What's the First Rap Song I Should Play For My Newborn Son?

Every dad has taken this picture.
In maybe one or maybe eight or maybe two or maybe six days, my third son will be pulled from my wife's womb. (C-section life, bitches.) He has a name, but I'm not going to tell you what it is. If you want to refer to him as Boy C, that's cool. That'll do just fine, I imagine.
There are a bunch of reasons to be excited, for sure. Like, when the baby's small, it's easy to take pictures in all sorts of poses, like Baby Heisman (above) or Baby Lion King (where Rafiki holds Simba up for all the other animals to see). And there's a litany of things I'll be responsible for teaching him, important things I've spent the last five years drilling into Boy A and Boy B's brains; how to spit, how to throw things (balls, rocks, punches), how to ride in a laundry basket down the stairs, etc.
And those are all very neat things, of course. But what I've been thinking about more than any other, the thing that will shape the very nature of his condition, is what rap song will be the very first one to make its way inside his inevitably too-large ears and inside of his gummy, squishy brain.
I mean, that's a remarkable thing to consider. He will only ever be able to hear his first rap song once. If I screw it up, if I pick something haphazardly and without the proper amount of contemplation, the trajectory of his whole life could be altered irrevocably.

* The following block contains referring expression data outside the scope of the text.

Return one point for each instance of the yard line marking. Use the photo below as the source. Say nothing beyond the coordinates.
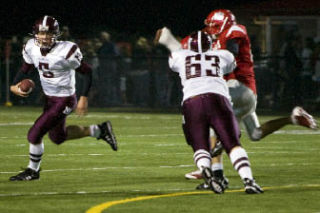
(101, 168)
(155, 190)
(101, 207)
(298, 132)
(161, 166)
(17, 124)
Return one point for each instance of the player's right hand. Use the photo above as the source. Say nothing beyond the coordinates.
(157, 36)
(15, 89)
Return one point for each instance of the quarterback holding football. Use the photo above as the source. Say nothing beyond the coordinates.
(56, 62)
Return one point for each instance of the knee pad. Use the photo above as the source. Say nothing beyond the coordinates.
(57, 139)
(252, 126)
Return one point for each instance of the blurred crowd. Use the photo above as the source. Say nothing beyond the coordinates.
(134, 72)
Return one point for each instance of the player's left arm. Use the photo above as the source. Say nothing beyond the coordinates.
(233, 46)
(86, 71)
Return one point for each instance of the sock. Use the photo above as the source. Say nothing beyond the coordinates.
(240, 162)
(202, 159)
(94, 130)
(35, 154)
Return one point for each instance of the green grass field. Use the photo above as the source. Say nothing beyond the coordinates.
(151, 161)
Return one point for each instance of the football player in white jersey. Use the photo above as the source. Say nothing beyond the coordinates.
(56, 62)
(206, 103)
(244, 105)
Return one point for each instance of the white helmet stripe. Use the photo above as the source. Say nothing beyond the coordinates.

Say we get into the car to come home from the hospital and I reflexively turn the radio on and Future is playing? I don't imagine that the synthesized gobbledygook of "Turn On The Lights" pummeling his brand new hypothalamus would be any less traumatic to him than if I left him in the dumpster behind KFC for a few days. He'd definitely murder six or seven people by the time he was in the seventh grade.
So what then?
Do I go with something refined and classic, something like Biggie's "Big Poppa" or "Juicy"? Is that too clichéd? Is that too perfect? Would he grow up and proclaim that every lady in every place should be having his baaaaa-aaby, baaaaa-aaby? Ack.

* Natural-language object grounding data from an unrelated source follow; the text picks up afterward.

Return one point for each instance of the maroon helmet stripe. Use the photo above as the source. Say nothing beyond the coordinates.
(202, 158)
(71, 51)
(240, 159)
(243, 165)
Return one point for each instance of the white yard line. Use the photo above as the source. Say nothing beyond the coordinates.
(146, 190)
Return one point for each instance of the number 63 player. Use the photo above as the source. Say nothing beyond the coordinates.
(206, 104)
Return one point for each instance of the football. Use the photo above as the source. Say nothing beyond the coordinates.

Do I feign an appreciation for the groundbreaking songs that laid the framework for all of the rap that I love but came before I was able to properly experience them? I'd feel silly like, "This is Grandmaster Flash's 'The Message,' son. It manages to exercise the liquidation of culture that we should al--you know what. I'm lying. I don't know. People say I should love it, but it doesn't move me at all. Best I can tell, it's about a guy that lives in a building where people urinate freely. Sorry, tiny chillbro."
That doesn't seem right. I'm saying, I'll spend his whole life telling him lies (Daddy is a superhero; Daddy invented science; Daddy owns the Atlantic Ocean). And I won't think twice about that. But I don't want our first moments together to be untrue. I have a little thing called class.
So what then?
What about Bone's "Thuggish Ruggish Bone," one of the most important songs from my own youth? Is that selfish, or is that the whole point of being a dad? What about UGK's "One Day," the first song that truly warbled my existence (it's premise, that one day you're here and the next day you're gone, is unassailably forceful)? What about something from the Geto Boys (the Scarface/Willie D/Bushwick lineup, of course) or something from Kanye (definitely from Graduation or maybe from My Beautiful Dark Twisted Fantasy) or something from before Lil Wayne decided he decided he only wanted to ride his skateboard around the fringes of cosmic trash rap?